Sang Kyai mendemonstrasikan bahwa golok yang sangat tajam tadi jika tidak digunakan sebagai mana mestinya dan asal-asalan, ternyata tidak dapat memotong sebilah kayu tadi. Sedangkan golok tumpul plus karatan yang digunakan dengan serius, terus-menerus dengan irama konsisten malah pada akhirnya membuat tongkat kayu terpotong. Tentu saja perlu waktu lebih lama untuk memotong kayu dengan golok tumpul, tetapi jika si golok tajam tak serius memotong maka ketajamannya tadipun tidak terlalu berguna.

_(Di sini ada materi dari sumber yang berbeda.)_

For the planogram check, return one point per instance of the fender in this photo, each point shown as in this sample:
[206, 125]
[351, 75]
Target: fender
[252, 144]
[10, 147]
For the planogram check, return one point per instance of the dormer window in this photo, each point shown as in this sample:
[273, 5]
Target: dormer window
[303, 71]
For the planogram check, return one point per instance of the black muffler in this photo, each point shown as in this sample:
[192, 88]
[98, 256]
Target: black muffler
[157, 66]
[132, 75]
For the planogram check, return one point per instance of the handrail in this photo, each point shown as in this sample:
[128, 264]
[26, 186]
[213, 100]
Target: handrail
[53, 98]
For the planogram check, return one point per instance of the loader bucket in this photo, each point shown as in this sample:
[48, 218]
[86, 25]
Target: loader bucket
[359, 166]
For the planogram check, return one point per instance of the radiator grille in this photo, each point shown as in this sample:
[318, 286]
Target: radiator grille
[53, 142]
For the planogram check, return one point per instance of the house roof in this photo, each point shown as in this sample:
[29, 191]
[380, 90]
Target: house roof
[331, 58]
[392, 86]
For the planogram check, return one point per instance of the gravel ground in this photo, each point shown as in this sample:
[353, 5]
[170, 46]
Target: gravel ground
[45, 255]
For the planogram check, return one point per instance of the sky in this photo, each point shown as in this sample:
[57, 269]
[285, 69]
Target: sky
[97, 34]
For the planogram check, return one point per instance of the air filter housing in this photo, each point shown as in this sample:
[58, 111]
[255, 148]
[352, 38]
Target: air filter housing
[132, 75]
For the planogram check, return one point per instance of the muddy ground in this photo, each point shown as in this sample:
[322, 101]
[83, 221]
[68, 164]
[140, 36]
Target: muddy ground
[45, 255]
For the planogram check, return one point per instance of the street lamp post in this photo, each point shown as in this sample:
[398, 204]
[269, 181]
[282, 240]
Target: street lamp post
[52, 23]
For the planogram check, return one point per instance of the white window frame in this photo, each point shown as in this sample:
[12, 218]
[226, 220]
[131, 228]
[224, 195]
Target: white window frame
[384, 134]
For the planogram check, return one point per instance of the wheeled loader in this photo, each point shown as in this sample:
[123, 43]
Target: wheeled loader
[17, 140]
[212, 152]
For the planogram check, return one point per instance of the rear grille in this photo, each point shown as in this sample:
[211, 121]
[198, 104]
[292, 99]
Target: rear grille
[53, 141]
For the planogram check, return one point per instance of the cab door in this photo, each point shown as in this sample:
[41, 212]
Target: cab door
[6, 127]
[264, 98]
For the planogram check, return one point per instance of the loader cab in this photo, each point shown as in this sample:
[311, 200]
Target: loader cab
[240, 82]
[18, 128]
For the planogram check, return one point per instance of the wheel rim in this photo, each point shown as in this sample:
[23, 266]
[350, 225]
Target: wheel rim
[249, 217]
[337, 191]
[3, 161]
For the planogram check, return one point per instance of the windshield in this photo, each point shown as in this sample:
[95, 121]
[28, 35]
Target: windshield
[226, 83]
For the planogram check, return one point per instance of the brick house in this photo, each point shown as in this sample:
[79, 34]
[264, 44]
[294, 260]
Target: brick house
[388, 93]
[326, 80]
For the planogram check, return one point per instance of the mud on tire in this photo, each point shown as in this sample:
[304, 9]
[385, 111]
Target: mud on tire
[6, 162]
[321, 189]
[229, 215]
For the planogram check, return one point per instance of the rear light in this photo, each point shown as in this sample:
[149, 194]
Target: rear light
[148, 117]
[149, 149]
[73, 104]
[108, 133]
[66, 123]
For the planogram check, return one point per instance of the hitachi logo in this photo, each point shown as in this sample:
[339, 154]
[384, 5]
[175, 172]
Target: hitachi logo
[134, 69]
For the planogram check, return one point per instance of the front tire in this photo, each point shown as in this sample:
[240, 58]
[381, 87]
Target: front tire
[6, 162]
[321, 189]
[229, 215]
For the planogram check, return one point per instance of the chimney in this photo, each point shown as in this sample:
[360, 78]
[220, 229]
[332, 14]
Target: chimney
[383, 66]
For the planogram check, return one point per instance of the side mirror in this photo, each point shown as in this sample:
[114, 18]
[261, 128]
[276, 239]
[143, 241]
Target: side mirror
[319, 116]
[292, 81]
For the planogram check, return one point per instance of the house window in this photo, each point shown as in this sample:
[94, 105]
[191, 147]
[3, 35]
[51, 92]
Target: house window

Kyai tersebut mengajarkan lewat jurus dua golok, bahwa orang yang tidak terlalu berbakat tetapi selalu serius dan tekun berusaha dalam mengerjakan sesuatu pada akhirnya akan menuai hasil memuaskan juga.
Sang Kyai mendemonstrasikan bahwa golok yang sangat tajam tadi jika tidak digunakan sebagai mana mestinya dan asal-asalan, ternyata tidak dapat memotong sebilah kayu tadi. Sedangkan golok tumpul plus karatan yang digunakan dengan serius, terus-menerus dengan irama konsisten malah pada akhirnya membuat tongkat kayu terpotong. Tentu saja perlu waktu lebih lama untuk memotong kayu dengan golok tumpul, tetapi jika si golok tajam tak serius memotong maka ketajamannya tadipun tidak terlalu berguna.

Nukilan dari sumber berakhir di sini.